Think of human resources compliance as the legal framework your business operates within. Every time you post a job listing, make a hiring decision, process payroll, approve leave, or let someone go — there are rules that apply. HR compliance means knowing those rules, building systems to follow them, and documenting that you did.
It’s not a one-time task. Laws change, your workforce grows, and new regulations appear at the federal, state, and local level every year. A company that was fully compliant in 2023 might have gaps today if nobody’s been tracking updates.
Why HR Compliance Matters
The consequences of non-compliance go beyond fines — though those can be significant. Here’s what’s actually at stake:
Financial penalties from agencies like the Department of Labor, EEOC, and OSHA can range from thousands to millions of dollars depending on the violation. Wage and hour violations alone cost U.S. employers over $300 million annually in back wages recovered by the DOL.
Lawsuits from current or former employees are the most expensive compliance failures. A single wrongful termination or discrimination lawsuit can cost six figures in legal fees — even if you win.
Reputation damage spreads fast. Glassdoor reviews, social media posts, and news coverage of compliance failures affect your ability to recruit top talent.
Operational disruption happens when audits, investigations, or lawsuits consume leadership’s time and attention for months or years.
Take the case of NovaTech Solutions, a 200-person tech company that skipped updating its harassment policy for three years. When an employee filed a complaint, the company’s outdated policy didn’t meet current EEOC guidelines. What could have been an internal resolution became a federal investigation that took 14 months to close — and cost $340,000 in legal fees and settlement.

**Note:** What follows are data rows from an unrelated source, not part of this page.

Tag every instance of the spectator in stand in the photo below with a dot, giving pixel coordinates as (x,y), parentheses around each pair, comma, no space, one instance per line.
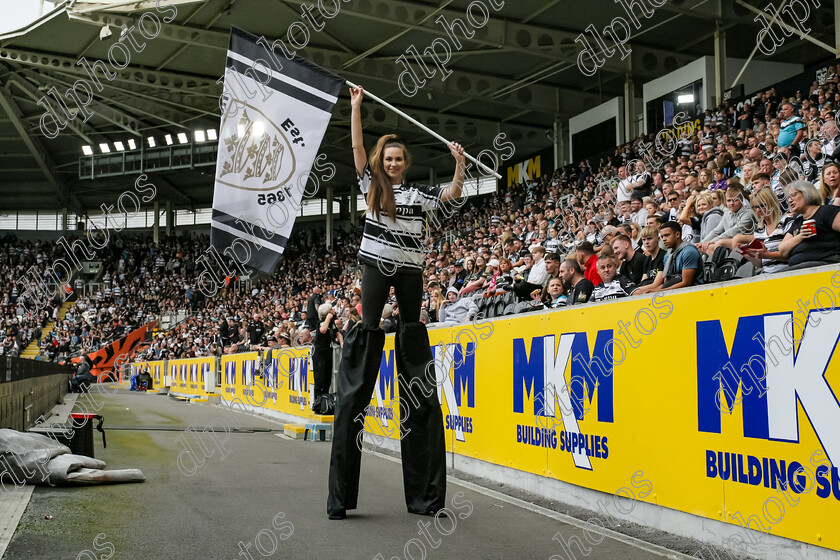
(503,279)
(813,237)
(791,129)
(771,231)
(588,262)
(631,262)
(458,275)
(322,354)
(683,264)
(537,275)
(654,255)
(578,288)
(738,218)
(704,178)
(389,321)
(829,181)
(638,212)
(701,214)
(612,285)
(719,180)
(455,310)
(312,306)
(475,279)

Don’t let compliance gaps put your business at risk. Remote People provides Employer of Record services that keep your global team compliant with local employment laws. See how it works →
Key Areas of HR Compliance
HR compliance isn’t a single regulation — it’s a web of overlapping federal, state, and local requirements. Here are the major areas every employer needs to understand.
Wage and Hour Compliance
The Fair Labor Standards Act (FLSA) sets the baseline for minimum wage, overtime pay, recordkeeping, and child labor standards. But that’s just the federal floor. Many states and cities set higher minimum wages, stricter overtime rules, and additional pay transparency requirements.
Common wage and hour compliance issues include misclassifying employees as exempt from overtime, failing to pay for off-the-clock work, not providing required meal and rest breaks (in states that mandate them), and miscalculating overtime rates for employees with multiple pay rates.

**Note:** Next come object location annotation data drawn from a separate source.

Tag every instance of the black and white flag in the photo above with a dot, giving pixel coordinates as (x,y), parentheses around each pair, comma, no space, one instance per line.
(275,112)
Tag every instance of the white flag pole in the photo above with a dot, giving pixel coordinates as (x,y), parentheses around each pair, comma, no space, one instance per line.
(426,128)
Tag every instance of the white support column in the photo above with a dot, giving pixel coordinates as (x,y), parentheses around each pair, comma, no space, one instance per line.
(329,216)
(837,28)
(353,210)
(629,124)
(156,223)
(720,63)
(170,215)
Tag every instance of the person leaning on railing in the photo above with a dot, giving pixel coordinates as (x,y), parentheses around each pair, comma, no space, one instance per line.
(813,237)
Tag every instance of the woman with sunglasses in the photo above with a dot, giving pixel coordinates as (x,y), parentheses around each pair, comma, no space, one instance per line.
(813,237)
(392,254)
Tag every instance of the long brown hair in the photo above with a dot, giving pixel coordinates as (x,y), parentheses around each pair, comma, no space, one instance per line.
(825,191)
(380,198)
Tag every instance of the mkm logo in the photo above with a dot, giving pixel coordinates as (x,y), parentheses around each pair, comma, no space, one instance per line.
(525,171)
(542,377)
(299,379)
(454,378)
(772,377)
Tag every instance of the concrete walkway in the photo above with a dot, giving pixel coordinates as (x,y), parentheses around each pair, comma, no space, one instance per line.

Getting wage and hour compliance wrong is expensive. The DOL’s Wage and Hour Division recovered over $274 million in back wages for workers in fiscal year 2023 alone.
Anti-Discrimination and Equal Employment
Title VII of the Civil Rights Act, the Americans with Disabilities Act (ADA), the Age Discrimination in Employment Act (ADEA), and the EEOC’s enforcement guidance create a comprehensive anti-discrimination framework. Employers must ensure their hiring, promotion, compensation, and termination decisions are free from discrimination based on race, color, religion, sex, national origin, age, disability, or genetic information.
This isn’t limited to intentional discrimination. Policies that appear neutral but disproportionately impact protected groups — known as disparate impact — can also violate these laws.
Workplace Safety
The Occupational Safety and Health Act requires employers to provide a workplace free from recognized hazards. OSHA sets and enforces specific safety standards, and violations can result in citations and significant penalties — up to $16,131 per serious violation and $161,323 per willful or repeated violation as of 2024.
Even office-based and remote employers have safety obligations. Ergonomic standards, emergency action plans, and injury reporting requirements apply regardless of your industry.
Leave and Benefits Compliance
The Family and Medical Leave Act (FMLA) requires covered employers to provide up to 12 weeks of unpaid, job-protected leave for qualifying reasons. But many states have their own leave laws — paid family leave, paid sick leave, voting leave, jury duty leave — that go beyond federal requirements.
Employee benefits compliance also includes the Affordable Care Act’s employer mandate, COBRA continuation coverage, ERISA requirements for retirement plans, and HIPAA privacy protections for health information.
Hiring and Termination Compliance
From job postings to background checks to offer letters, the hiring process is full of compliance touchpoints. Ban-the-box laws, pay transparency requirements, E-Verify obligations, and Form I-9 documentation all have specific rules that vary by jurisdiction.
On the termination side, employers must comply with WARN Act requirements for mass layoffs, final paycheck timing rules (which vary dramatically by state), and documentation requirements that protect against wrongful termination claims.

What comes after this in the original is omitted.